On the other hand, he said, if he was the only one at the grave he always wore his best suit.  If he was to be the sole representative of the human race to acknowledge the passing of a young man, then he wanted humanity to be presented honorably and respectfully.

He showed me the suit: it had three pieces and classy pin stripes; fitting for a dignitary.  It didn’t fit him any more by the year 2000, so he gave it to me; and I took it because it seemed sanctified by graveside service.

The next week he handed me a list of 87 names.  “Please be kind with this list,” he said, “I’m realistic enough to understand that not everyone is a saint just because they’re dying; but death delivers dignity to every soul.” 

He told me that what he did after the funerals was go to the graves of his AIDS friends and apologize to them.  He apologized for the community in its thoughtlessness; for clumsy families in their cruel ignorance; for stumbling humanity that more often embraces fear over love.

A display of 200 flags flying in Central Park Mansfield during AIDS Awareness Week in 2000, sponsored by the North Central Ohio AIDS Foundation. The sign reads: Each flag represents one death locally from AIDS.

Names

I told him I wanted to write about him, and he asked me to not put his name in the story.  It was not from any sense of modesty, or fear of shame, but because “those boys weren’t allowed to have names,” so he didn’t want his remembered either.

He wasn’t affiliated with any relief programs or recognized organization, and he didn’t want to be.  His role was completely self-motivated, and he preferred to be anonymous as much as possible, though nurses around town got to know him.

He advocated for patients when it was necessary, and he drove them to their appointments.  He stood up for them when no one else would.

By the end of his own life, he had no friends left to mourn him—they had all died long ago.

The Grave

In time, of course, the AIDS storm quieted in society as fear subsided; and the medications to treat the disease became more effective, so the list of Names grew at a much slower rate.

My friend lived to see the new era, but not much longer.

I remember idly picking up a newspaper one day and seeing his obituary.

The paper was a few days old, and according to the short notice, I would miss his funeral if I didn’t run.  I hurried to the cemetery, but there was no line of cars, no tent.  They were moving dirt into the grave, and the graveyard guys told me there had been no service, no family, no one.

So I drove home to put on the suit. 

I went back to stand beside his muddy plot and apologize. 

Honor

I know this sounds like a sad story, and I admit I left tears in the graveyard, but it is really not about grief: it is about nobility.

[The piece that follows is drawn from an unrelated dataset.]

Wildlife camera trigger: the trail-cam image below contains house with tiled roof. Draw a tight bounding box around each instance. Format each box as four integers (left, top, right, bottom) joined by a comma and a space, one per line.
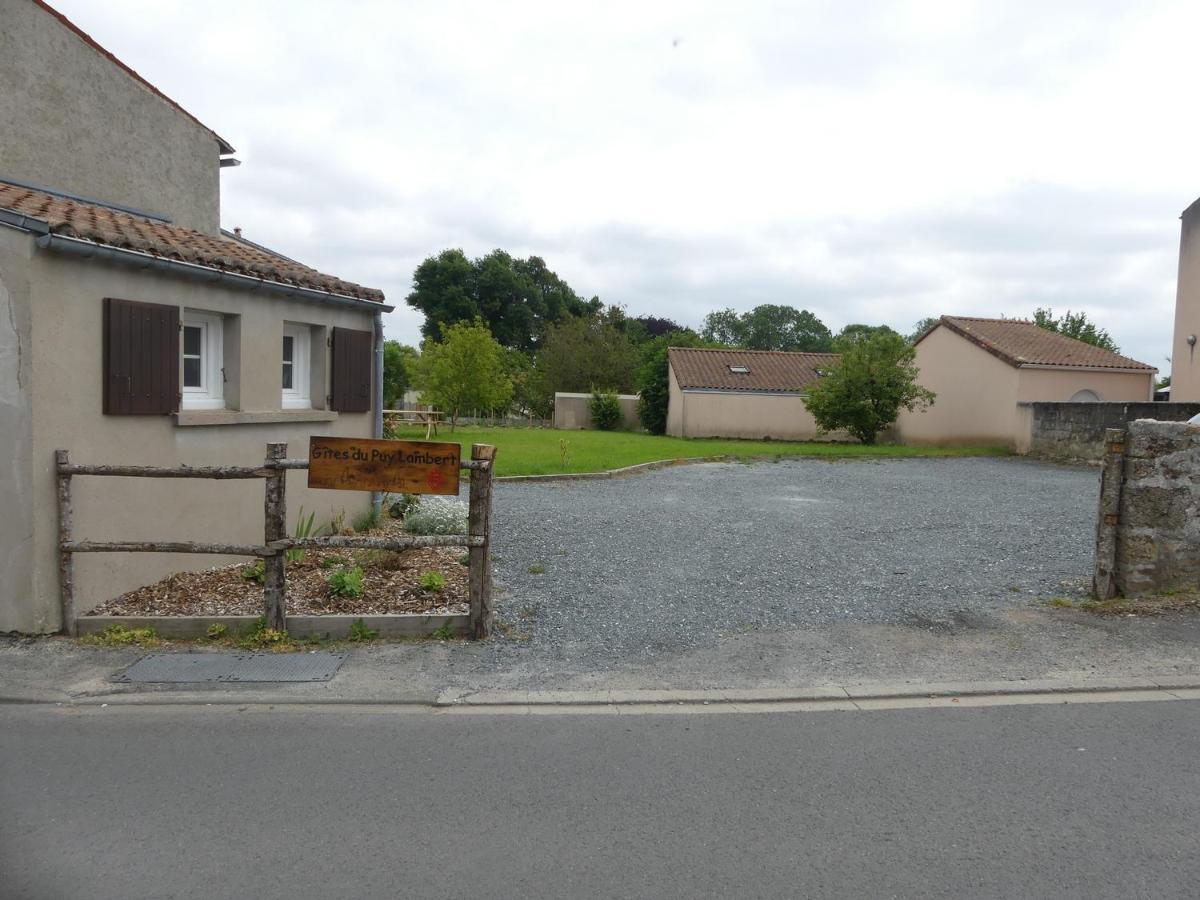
667, 347, 841, 440
0, 0, 391, 632
896, 316, 1157, 452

I was the only one standing at the side of my friend’s grave, but I was not alone.  There were 87 young men who stood with me in reverence: paying honor to a fearless hero of our town.

The first patients to die from the effects of HIV/AIDS were publically shamed in the initial years of the epidemic, and passed from the world in silence and anonymity; but as time passed, it was the names themselves that helped change the idea of AIDS in America. Given identities and faces that put a human cost to the catastrophe, the abstract fear of the disease was slowly transformed to concern and compassion.

A large part of that transforming process in the nation was The NAMES Project: an AIDS Memorial Quilt, sewn by families in memory of their lost ones. As it traveled the country, it brought awareness and healing home to communities in a personal way.

The Quilt came to Mansfield in 2002.